Here are some corresponding “Promoting Best Law Enforcement Practices” tips:

“Don’t ask a lot of questions at first since they may interrupt the flow of the victim’s narrative.” (Id. at 85).

. . .

“Understand because of the trauma, victims’ brains are better at remembering sensory information over details. Ask victims about what they remember hearing, tasting, touching, seeing, and smelling over “who, what, and where” questions to prompt memory recall.”(Id.)

. . .

“Understand that the freeze response does not mean consent, but instead is the body’s automatic neurological response to trauma, threat and fear.” (Id. at 86).

. . .

“Explain to victims that tonic immobility is a normal reaction to fear and trauma, in order to counter self-blaming and guilt that they ‘did not fight back’.” (Id.).

. . .

The Blueprint is an example of proposed training materials for campus assault investigators issued from a highly respected institution, presenting disputed scientific concepts as reliable, proven and the latest in accepted scientific research. Going further, The Blueprint encourages investigators to disregard traditional and proven investigative methods in favor of new methods fashioned around an uncritical adherence to these questioned “scientific” conclusions, or, as The Blueprint boldly explains:

“…the Blueprint replaces tradition with science.” (Id. at page 7).

. . .

Along with the lack of reliability of the conclusions and the failure to honestly address the fact that the “science” presented is not settled, the worst thing about these types of training materials is that they are closely held by the schools and not shared with the accused student or their advisors.

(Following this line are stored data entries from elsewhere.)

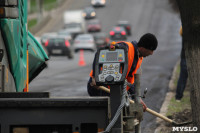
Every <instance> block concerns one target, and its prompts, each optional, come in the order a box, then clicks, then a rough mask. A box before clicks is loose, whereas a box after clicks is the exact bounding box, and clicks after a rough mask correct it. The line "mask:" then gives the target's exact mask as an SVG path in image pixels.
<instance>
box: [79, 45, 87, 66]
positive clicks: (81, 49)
mask: <svg viewBox="0 0 200 133" xmlns="http://www.w3.org/2000/svg"><path fill="white" fill-rule="evenodd" d="M78 65H79V66H85V65H86V64H85V60H84V53H83V50H82V49H81V50H80V58H79V63H78Z"/></svg>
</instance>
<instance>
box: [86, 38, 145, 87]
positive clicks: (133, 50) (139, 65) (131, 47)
mask: <svg viewBox="0 0 200 133" xmlns="http://www.w3.org/2000/svg"><path fill="white" fill-rule="evenodd" d="M120 42H123V43H126V44H127V45H128V47H129V49H128V71H127V75H126V79H127V81H128V82H129V83H131V84H133V83H134V74H136V72H137V70H138V69H139V67H140V66H141V64H142V60H143V57H139V59H138V62H137V65H136V67H135V70H134V71H133V72H132V75H133V76H132V77H130V76H128V74H129V72H130V70H131V66H132V65H133V61H134V58H135V57H134V56H135V48H134V46H133V44H132V43H131V42H124V41H120ZM120 42H117V43H120ZM92 75H93V70H91V72H90V77H93V76H92ZM127 90H129V87H127Z"/></svg>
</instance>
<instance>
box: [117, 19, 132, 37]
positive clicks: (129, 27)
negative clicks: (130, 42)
mask: <svg viewBox="0 0 200 133" xmlns="http://www.w3.org/2000/svg"><path fill="white" fill-rule="evenodd" d="M117 26H122V27H124V28H125V30H126V33H127V34H128V35H129V36H130V35H131V24H130V23H129V22H128V21H125V20H124V21H118V23H117Z"/></svg>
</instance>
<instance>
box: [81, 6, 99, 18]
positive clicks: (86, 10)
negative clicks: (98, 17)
mask: <svg viewBox="0 0 200 133" xmlns="http://www.w3.org/2000/svg"><path fill="white" fill-rule="evenodd" d="M83 16H84V17H85V19H92V18H95V17H96V11H95V9H94V8H93V7H86V8H85V9H84V11H83Z"/></svg>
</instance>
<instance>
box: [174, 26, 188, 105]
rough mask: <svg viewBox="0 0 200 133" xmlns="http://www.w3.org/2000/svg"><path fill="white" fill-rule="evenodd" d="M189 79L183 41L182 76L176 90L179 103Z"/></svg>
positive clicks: (181, 58)
mask: <svg viewBox="0 0 200 133" xmlns="http://www.w3.org/2000/svg"><path fill="white" fill-rule="evenodd" d="M182 34H183V31H182V26H181V28H180V35H181V36H182ZM187 78H188V72H187V65H186V58H185V52H184V45H183V41H182V49H181V61H180V75H179V79H178V84H177V88H176V95H175V98H176V101H177V102H180V101H181V99H182V97H183V92H184V90H185V87H186V83H187Z"/></svg>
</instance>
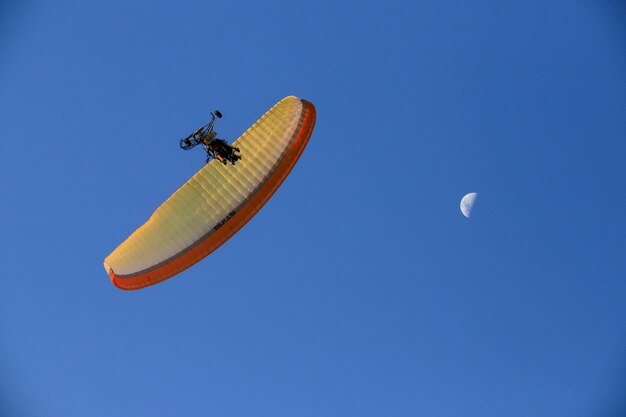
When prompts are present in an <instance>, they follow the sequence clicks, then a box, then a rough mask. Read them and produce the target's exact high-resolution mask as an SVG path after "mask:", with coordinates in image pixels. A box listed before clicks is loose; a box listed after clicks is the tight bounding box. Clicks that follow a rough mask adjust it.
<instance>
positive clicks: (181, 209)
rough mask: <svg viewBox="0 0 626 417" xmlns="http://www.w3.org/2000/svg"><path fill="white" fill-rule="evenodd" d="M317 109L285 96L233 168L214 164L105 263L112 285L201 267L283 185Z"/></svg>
mask: <svg viewBox="0 0 626 417" xmlns="http://www.w3.org/2000/svg"><path fill="white" fill-rule="evenodd" d="M314 125H315V107H314V106H313V104H312V103H310V102H308V101H306V100H302V99H299V98H297V97H294V96H289V97H285V98H284V99H282V100H281V101H280V102H278V103H277V104H276V105H275V106H274V107H272V108H271V109H270V110H268V111H267V113H265V114H264V115H263V116H262V117H261V118H260V119H259V120H257V121H256V122H255V123H254V124H253V125H252V126H251V127H250V128H249V129H248V130H247V131H246V132H245V133H244V134H243V135H241V136H240V137H239V138H238V139H237V140H236V141H235V142H234V143H233V146H235V147H237V148H239V150H240V154H241V157H242V159H241V160H240V161H238V162H237V163H236V164H234V165H224V164H222V163H220V162H219V161H217V160H213V161H211V162H210V163H208V164H207V165H205V166H204V167H203V168H202V169H200V170H199V171H198V172H197V173H196V174H195V175H194V176H193V177H192V178H191V179H189V181H187V182H186V183H185V184H184V185H183V186H182V187H180V188H179V189H178V190H177V191H176V192H175V193H174V194H173V195H172V196H171V197H170V198H168V199H167V200H166V201H165V202H164V203H163V204H162V205H161V206H160V207H159V208H158V209H157V210H156V211H155V212H154V213H153V214H152V216H151V217H150V219H148V221H147V222H146V223H144V224H143V225H142V226H141V227H139V228H138V229H137V230H136V231H135V232H133V233H132V234H131V235H130V236H129V237H128V238H127V239H126V240H125V241H124V242H122V243H121V244H120V245H119V246H118V247H117V248H116V249H115V250H114V251H113V252H112V253H111V254H110V255H109V256H107V257H106V259H105V260H104V267H105V269H106V271H107V273H108V274H109V277H110V278H111V281H112V282H113V284H115V285H116V286H117V287H119V288H121V289H124V290H135V289H140V288H143V287H147V286H149V285H153V284H156V283H158V282H161V281H163V280H166V279H168V278H171V277H172V276H174V275H176V274H178V273H179V272H181V271H183V270H185V269H187V268H189V267H190V266H192V265H193V264H195V263H196V262H198V261H200V260H201V259H203V258H204V257H206V256H207V255H209V254H210V253H211V252H213V251H214V250H215V249H217V248H219V247H220V246H221V245H222V244H224V242H226V241H227V240H228V239H230V238H231V237H232V236H233V235H234V234H235V233H237V231H238V230H239V229H241V228H242V227H243V226H244V225H245V224H246V223H247V222H248V221H249V220H250V219H251V218H252V217H253V216H254V215H255V214H256V213H257V212H258V211H259V210H260V209H261V207H263V205H264V204H265V203H266V202H267V201H268V200H269V199H270V198H271V196H272V195H273V194H274V192H275V191H276V190H277V189H278V187H279V186H280V185H281V184H282V182H283V181H284V180H285V178H286V177H287V175H289V172H291V169H292V168H293V167H294V165H295V164H296V162H297V161H298V158H300V155H301V154H302V151H303V150H304V148H305V146H306V144H307V143H308V141H309V138H310V137H311V134H312V132H313V127H314Z"/></svg>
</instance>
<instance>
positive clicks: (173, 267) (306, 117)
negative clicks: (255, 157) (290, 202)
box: [104, 96, 316, 291]
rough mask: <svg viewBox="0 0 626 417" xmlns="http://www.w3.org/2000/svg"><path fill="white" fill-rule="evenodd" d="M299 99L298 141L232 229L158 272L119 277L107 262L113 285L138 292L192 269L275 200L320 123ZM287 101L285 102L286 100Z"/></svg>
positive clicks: (285, 156) (305, 102)
mask: <svg viewBox="0 0 626 417" xmlns="http://www.w3.org/2000/svg"><path fill="white" fill-rule="evenodd" d="M291 97H293V98H296V99H298V100H300V101H301V102H302V104H303V114H302V120H301V125H300V129H299V131H298V133H297V134H296V137H295V138H294V142H293V143H292V145H291V147H290V149H289V150H288V152H287V155H286V156H285V158H284V159H283V161H282V162H281V163H280V164H279V167H278V168H277V169H276V171H274V173H273V174H272V175H271V176H270V178H269V179H268V180H267V182H266V183H265V184H264V185H263V186H262V187H261V189H260V190H258V191H257V193H255V194H254V195H253V196H252V198H251V200H249V201H248V203H246V204H245V205H244V206H242V207H240V208H239V211H238V212H237V213H236V214H235V215H234V216H233V217H232V218H231V219H230V221H229V222H231V223H230V227H223V228H221V229H219V230H218V231H217V232H215V233H214V234H213V235H212V237H211V238H209V239H206V240H204V241H202V242H201V243H200V244H198V245H197V246H196V247H194V248H193V249H192V250H190V251H189V252H187V253H186V254H184V255H182V256H180V257H178V258H177V259H176V260H174V261H173V262H170V263H168V264H166V265H163V266H161V267H159V268H157V269H155V270H151V271H149V272H147V273H144V274H140V275H137V276H132V277H125V276H121V277H120V276H118V275H116V274H115V272H114V271H113V269H112V268H111V267H110V266H109V265H108V264H107V262H106V260H105V262H104V268H105V269H106V271H107V273H108V274H109V278H110V279H111V282H112V283H113V285H115V286H116V287H117V288H119V289H121V290H126V291H128V290H138V289H141V288H145V287H148V286H151V285H154V284H156V283H158V282H161V281H164V280H166V279H168V278H171V277H172V276H174V275H176V274H178V273H180V272H182V271H183V270H185V269H187V268H189V267H190V266H192V265H193V264H195V263H196V262H198V261H200V260H201V259H203V258H204V257H206V256H207V255H209V254H210V253H211V252H213V251H214V250H216V249H217V248H219V247H220V246H221V245H222V244H224V243H225V242H226V241H227V240H229V239H230V238H231V237H232V236H233V235H234V234H235V233H236V232H237V231H239V229H241V228H242V227H243V226H244V225H245V224H246V223H247V222H248V221H249V220H250V219H251V218H252V217H254V215H255V214H256V213H257V212H258V211H259V210H260V209H261V207H263V205H265V203H266V202H267V201H268V200H269V199H270V198H271V197H272V195H273V194H274V192H275V191H276V190H277V189H278V188H279V187H280V185H281V184H282V183H283V181H284V180H285V178H286V177H287V176H288V175H289V173H290V172H291V170H292V168H293V167H294V165H295V164H296V162H297V161H298V159H299V158H300V155H301V154H302V152H303V151H304V148H305V147H306V145H307V143H308V141H309V139H310V137H311V134H312V133H313V128H314V126H315V121H316V109H315V106H314V105H313V103H311V102H310V101H307V100H303V99H300V98H298V97H296V96H288V97H286V98H291ZM283 100H284V99H283Z"/></svg>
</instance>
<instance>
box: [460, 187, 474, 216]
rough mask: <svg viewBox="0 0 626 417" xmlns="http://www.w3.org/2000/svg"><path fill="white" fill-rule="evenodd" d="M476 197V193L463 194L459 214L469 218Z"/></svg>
mask: <svg viewBox="0 0 626 417" xmlns="http://www.w3.org/2000/svg"><path fill="white" fill-rule="evenodd" d="M477 195H478V193H469V194H465V196H463V198H462V199H461V213H463V215H464V216H465V217H468V218H469V216H471V214H472V207H474V201H476V196H477Z"/></svg>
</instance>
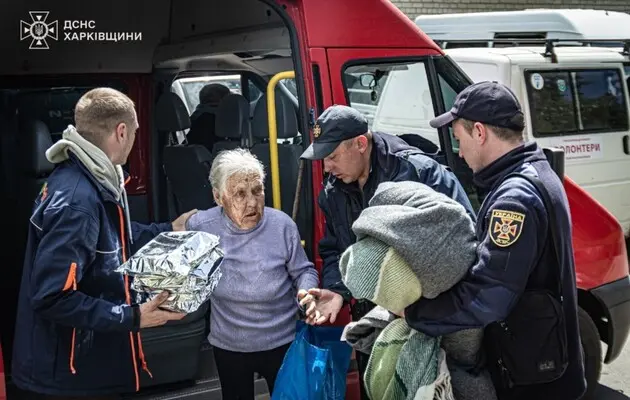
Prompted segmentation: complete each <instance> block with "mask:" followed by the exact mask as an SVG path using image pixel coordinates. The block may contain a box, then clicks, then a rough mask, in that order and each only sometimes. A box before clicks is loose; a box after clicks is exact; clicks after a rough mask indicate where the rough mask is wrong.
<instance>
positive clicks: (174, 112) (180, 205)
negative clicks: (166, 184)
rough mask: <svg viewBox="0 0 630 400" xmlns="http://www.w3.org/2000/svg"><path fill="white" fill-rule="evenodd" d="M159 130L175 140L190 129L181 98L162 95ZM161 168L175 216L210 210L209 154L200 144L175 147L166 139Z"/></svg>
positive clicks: (156, 122) (158, 122)
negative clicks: (174, 138)
mask: <svg viewBox="0 0 630 400" xmlns="http://www.w3.org/2000/svg"><path fill="white" fill-rule="evenodd" d="M156 126H157V129H158V131H160V132H163V133H166V134H167V135H168V136H169V138H175V134H176V132H178V131H183V130H185V129H188V128H190V116H189V115H188V111H187V110H186V106H185V105H184V102H183V101H182V99H181V98H180V97H179V96H178V95H177V94H175V93H172V92H165V93H164V94H163V95H162V97H160V100H159V101H158V103H157V106H156ZM170 142H172V143H170ZM162 161H163V168H164V173H165V175H166V179H167V180H168V182H169V184H170V185H171V190H172V192H173V195H174V198H175V209H176V212H177V215H180V214H182V213H184V212H187V211H190V210H192V209H195V208H197V209H199V210H205V209H207V208H210V207H213V206H214V205H215V204H214V198H213V197H212V189H211V186H210V181H209V179H208V178H209V173H210V166H211V165H212V154H211V153H210V151H209V150H208V149H207V148H206V147H205V146H203V145H199V144H191V145H189V144H187V143H182V144H178V143H177V140H176V138H175V139H172V140H169V144H167V145H166V146H165V147H164V151H163V159H162Z"/></svg>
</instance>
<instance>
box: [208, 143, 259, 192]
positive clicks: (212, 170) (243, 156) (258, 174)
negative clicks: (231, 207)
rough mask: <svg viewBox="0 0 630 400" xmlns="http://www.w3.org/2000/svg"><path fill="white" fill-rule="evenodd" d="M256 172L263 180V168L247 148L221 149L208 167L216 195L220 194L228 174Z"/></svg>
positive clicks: (210, 176)
mask: <svg viewBox="0 0 630 400" xmlns="http://www.w3.org/2000/svg"><path fill="white" fill-rule="evenodd" d="M252 173H254V174H257V175H258V176H260V179H261V180H262V181H263V182H264V181H265V168H264V166H263V164H262V163H261V162H260V160H258V158H256V156H255V155H253V154H252V153H250V152H249V150H247V149H242V148H236V149H233V150H223V151H221V152H220V153H219V154H217V156H216V158H215V159H214V161H213V162H212V168H210V184H211V185H212V188H213V189H214V190H215V191H216V193H217V195H222V194H223V192H224V191H225V185H226V183H227V181H228V179H229V178H230V176H232V175H235V174H252Z"/></svg>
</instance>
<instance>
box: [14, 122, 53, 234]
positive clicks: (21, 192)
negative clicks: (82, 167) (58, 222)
mask: <svg viewBox="0 0 630 400" xmlns="http://www.w3.org/2000/svg"><path fill="white" fill-rule="evenodd" d="M19 130H20V134H19V135H18V138H17V145H18V154H20V168H19V171H20V176H19V177H18V180H17V182H18V186H19V192H18V193H19V195H18V199H19V204H22V205H23V207H24V208H23V214H21V216H22V217H24V218H22V219H21V220H20V224H21V225H24V226H26V227H28V220H29V218H30V215H31V212H32V208H33V204H34V201H35V199H36V198H37V195H38V193H39V191H40V190H41V188H42V185H43V184H44V183H45V182H46V180H47V179H48V176H49V175H50V173H51V172H52V171H53V169H54V167H55V166H54V164H52V163H51V162H50V161H48V159H47V158H46V150H48V148H50V147H51V146H52V145H53V141H52V136H51V134H50V131H49V130H48V127H47V126H46V124H44V123H43V122H42V121H39V120H26V121H22V122H20V129H19Z"/></svg>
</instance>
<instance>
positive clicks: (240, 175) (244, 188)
mask: <svg viewBox="0 0 630 400" xmlns="http://www.w3.org/2000/svg"><path fill="white" fill-rule="evenodd" d="M220 203H221V206H223V209H224V210H225V213H226V214H227V216H228V217H229V218H230V220H232V222H233V223H234V224H235V225H236V226H237V227H239V228H240V229H251V228H253V227H255V226H256V224H258V222H259V221H260V219H261V218H262V215H263V210H264V208H265V188H264V185H263V182H262V179H261V177H260V176H259V175H258V174H256V173H251V174H235V175H232V176H230V177H229V178H228V180H227V182H226V184H225V191H224V192H223V195H222V196H221V202H220Z"/></svg>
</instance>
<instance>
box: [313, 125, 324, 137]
mask: <svg viewBox="0 0 630 400" xmlns="http://www.w3.org/2000/svg"><path fill="white" fill-rule="evenodd" d="M320 133H322V130H321V128H320V127H319V125H318V124H315V126H314V127H313V136H315V137H316V138H317V137H319V134H320Z"/></svg>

In addition, in the hands of victim advocates and counselors, well intentioned as they may be, alleged victims of sexual abuse can be unintentionally coached into reporting such phenomena as Tonic Immobility. These reported “symptoms” will then often be treated by “trained” Title IX investigators and adjudicators as evidence of sexual assault. Meanwhile, the accused student stands in the dark.

A student accused of sexual assault should be aware of these concepts. Training materials should be demanded (though they are unlikely to be produced), a defense challenging these unproven concepts should be attempted, even if it is ultimately rejected. In the end, perhaps a future court of law will find the training materials utilized and often concealed by the institution a worthy subject of serious scrutiny.